Heritage Academy is a private, co-educational Christian school in Columbia, Missouri, USA, which employs the University-Model approach to education and is certified by the National Association of University-Model Schools (NAUMS). This approach seeks to combine the strengths of the home with professional instruction. It also provides a larger community for homeschooled students that would be unavailable to them a purely homeschooling environment. Students at Heritage Academy attend classes on campus from one to three days each week. On the other days, they complete assignments under the supervision of a parent or parents.

==History==
In 1999, members of a home-schooling co-operative called Grace Cottage gathered to discuss the need for a Christian school focused on "parent based education". Heritage Academy was soon formed to fulfill this need and, in fall 2002, the school began serving twelve families and 22 students. The name of the school was chosen by the founding families "to express the desire of parents to pass down a godly heritage to their children". Heritage received certification from NAUMS in 2005 and accreditation status with COGNIA in June 2021. The school was housed in Calvary Baptist Church on Ridgeway Avenue in Columbia until it moved to its current location in 2019.

==Organization==
Heritage Academy is a K–12 school with a fall 2010 enrollment of 115. Students are grouped into three levels: primary (K–2), elementary (3–6) and secondary (7–12).

===Administration===
The current head of school is Preston Jones.

===Faculty===
During the 2021–2022 school year, Heritage Academy employed 26 faculty members, of whom 38% held advanced degrees.

==Academics==
===Student body===
Heritage Academy had a 2021-2022 enrollment of 117. This consisted of 29 athlete-only students, four enrichment-only students, 44 secondary students, 17 elementary students and 23 primary students. The total student population in 2021-2022 was up from 108 in 2020-2021 and 92 in 2019–2020.

===Curriculum===
The primary and elementary curricula are a mixture of Bob Jones University, A Becka and unique contributions from the teacher. Secondary teachers have greater freedom to design a syllabus as they prefer, though Heritage does abide by NAUMS standards.

==Athletics==
===Offerings===
Athletic opportunities are provided for both boys and girls. Typically, fall sports consist of boys' soccer and girls' volleyball. Boys' basketball is offered in the winter and girls' soccer in the spring.

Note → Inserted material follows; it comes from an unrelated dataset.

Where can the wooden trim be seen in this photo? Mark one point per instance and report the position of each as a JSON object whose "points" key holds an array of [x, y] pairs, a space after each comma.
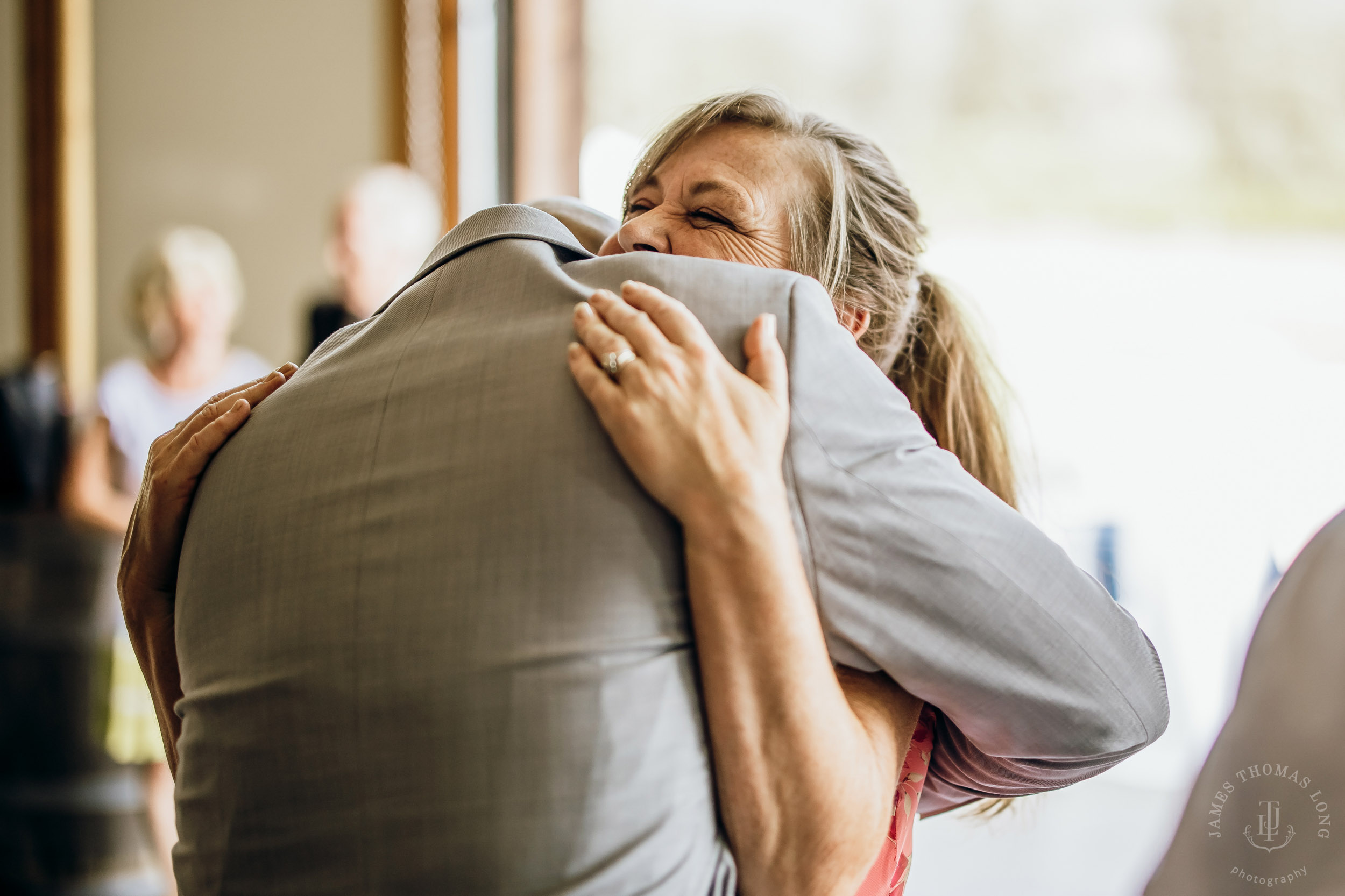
{"points": [[548, 97], [448, 98], [60, 187], [505, 98], [80, 299], [427, 95], [42, 166], [396, 23]]}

In the past, Heritage has sponsored boys' baseball and girls' basketball, but these are no longer offered.

===Eligibility===
Participation on a Heritage team is generally open to any 7th-12th grader at Heritage and homeschooled students who meet the eligibility requirements. To remain in good standing with an athletic team, participants must maintain a minimum of 70% in each class in which they are currently enrolled at Heritage, home or any other institution.

===Structure===
Though the competition levels of teams offered vary by year, Heritage has sponsored varsity, junior varsity and junior high teams in the past. While the varsity teams have a competitive focus, the lower teams "focus more on skill and team development".

The school's mascot is the Warrior and its colors are navy blue and maroon. The school's athletic director since January 2020 is Ricky Nix. The teams mainly compete against local private schools which are comparable in size and religious affiliation, including Christian Fellowship School in Columbia, Lighthouse Preparatory Academy in Jefferson City and North County Christian School in Florissant.

Home soccer games are generally held at Cosmo Park in Columbia.

==Location==
Heritage Academy is co-located with Higher Ground Church at 2900 Barberry Avenue, Columbia, MO 65202, although the school itself has no denominational affiliation.